Título: Murici, terra do clã Calheiros, teve R$ 3,6 milhões em emendas
Autor: Brandt, Ricardo
Fonte: O Estado de São Paulo, 15/10/2007, Nacional, p. A4

Cidade é a sexta maior beneficiada, em Alagoas, com 76 convênios com o governo federal.

O senador Renan Calheiros e seu irmão, o deputado federal Olavo Calheiros, ambos do PMDB de Alagoas, conseguiram garantir, entre 2003 e 2006, o envio de R$ 3,6 milhões dos cofres da União para a Prefeitura de Murici, por meio de suas emendas individuais. Isso, sem contar as emendas de bancada e de partido.

Terra natal dos Calheiros, esta pequena cidade, a 42 quilômetros de Maceió, foi uma das mais beneficiadas, no Estado, por convênios com a União. Com 22 mil habitantes e ocupando 1,53% da área total do Estado, ela foi a sexta mais bem tratada, com um total de 76 convênios com o governo federal desde 1996.

Um desses convênios é o 1.197/04, assinado com a Fundação Nacional de Saúde (Funasa). Os recursos saíram de uma das emendas do presidente licenciado do Senado, Renan Calheiros (PMDB), e beneficiaram uma empresa fantasma de seu ex-assessor José Albino Gonçalves de Freitas.

Conforme revelou o Estado ontem, com exclusividade, a KSI Consultoria e Construções Ltda. recebeu R$ 280 mil para construir 28 casas na cidade.
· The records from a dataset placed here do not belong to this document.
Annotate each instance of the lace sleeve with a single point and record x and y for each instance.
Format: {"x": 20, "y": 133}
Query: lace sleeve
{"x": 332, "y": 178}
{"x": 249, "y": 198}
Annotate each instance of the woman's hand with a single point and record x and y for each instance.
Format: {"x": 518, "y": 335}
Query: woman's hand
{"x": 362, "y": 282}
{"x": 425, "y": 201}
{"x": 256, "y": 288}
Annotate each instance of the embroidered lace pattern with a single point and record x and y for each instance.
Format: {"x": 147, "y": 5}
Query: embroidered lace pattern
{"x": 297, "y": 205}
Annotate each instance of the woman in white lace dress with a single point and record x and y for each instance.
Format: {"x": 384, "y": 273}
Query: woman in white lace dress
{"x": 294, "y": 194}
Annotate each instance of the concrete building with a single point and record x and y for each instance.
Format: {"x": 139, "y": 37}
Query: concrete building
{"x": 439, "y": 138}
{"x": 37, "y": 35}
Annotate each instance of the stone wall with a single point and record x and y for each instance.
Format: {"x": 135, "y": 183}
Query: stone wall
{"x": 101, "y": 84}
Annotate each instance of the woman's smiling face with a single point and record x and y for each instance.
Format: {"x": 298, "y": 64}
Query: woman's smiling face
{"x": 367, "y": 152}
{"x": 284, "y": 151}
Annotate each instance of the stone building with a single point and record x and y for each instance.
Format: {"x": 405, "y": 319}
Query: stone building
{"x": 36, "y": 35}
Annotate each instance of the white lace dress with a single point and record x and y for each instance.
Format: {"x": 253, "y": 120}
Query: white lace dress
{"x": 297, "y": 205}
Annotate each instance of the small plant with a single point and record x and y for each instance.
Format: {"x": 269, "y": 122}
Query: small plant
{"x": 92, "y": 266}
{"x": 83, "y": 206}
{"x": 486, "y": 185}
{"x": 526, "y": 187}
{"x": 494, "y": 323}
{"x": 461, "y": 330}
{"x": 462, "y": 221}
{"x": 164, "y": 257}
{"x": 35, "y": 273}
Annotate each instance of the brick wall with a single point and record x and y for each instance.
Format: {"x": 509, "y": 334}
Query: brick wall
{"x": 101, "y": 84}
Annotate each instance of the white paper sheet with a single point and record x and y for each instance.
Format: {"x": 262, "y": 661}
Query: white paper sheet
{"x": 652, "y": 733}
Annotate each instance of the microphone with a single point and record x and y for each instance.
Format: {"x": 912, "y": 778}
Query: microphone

O contrato foi assinado pelo filho do senador, o prefeito de Murici, Renan Calheiros Filho (PMDB), em 2005.

Apesar de não haver ilegalidade no envio de recursos por meio de emendas para as bases políticas dos parlamentares, as emendas dos irmãos Calheiros estão concentradas no município em que sua família detém o poder há mais de uma década. Antes de o filho do senador assumir o governo, o prefeito, por dois mandatos, foi seu irmão Remi Calheiros.

Em 2004, por exemplo, das emendas individuais de Renan que tiveram empenho (a verba foi assegurada no Orçamento da União), 40% eram destinadas a Murici. Foram, no total, R$ 1,9 milhão destinados por essas emendas, com recursos que partiam prioritariamente dos Ministérios da Saúde, das Cidades e da Integração Nacional.

Os limites entre o público e o privado se confundem na utilização desse dinheiro. Um exemplo desse fenômeno ocorreu entre 2004 e 2005, quando mais de 30 moradores da antiga usina Bititinga - atual fazenda Boa Vista, que pertence a Olavo Calheiros - foram removidos de suas casas e transferidos para a cidade. Eles receberam como indenização casas populares construídas com recursos da Caixa Econômica Federal. Alguns receberam ainda uma ajuda de R$ 50, outros de R$ 200, e outros apenas a casa. Foram 12 residências construídas juntas, em uma das ruas da cidade - com recursos da CEF -, para abrigar os moradores desalojados da fazenda de Olavo.

Além da Boa Vista, os Calheiros têm outras propriedades rurais na região, algumas suspeitas de grilagem. Em agosto, a Corregedoria da Justiça de Alagoas decretou intervenção no cartório de registro de imóveis de Murici, por suspeitar de sua participação nessas operações. A tabeliã Maria de Lourdes Ferreira Moura, que tem a concessão do cartório desde 1973, é investigada em dois processos administrativos. Os casos ainda continuam sob investigação.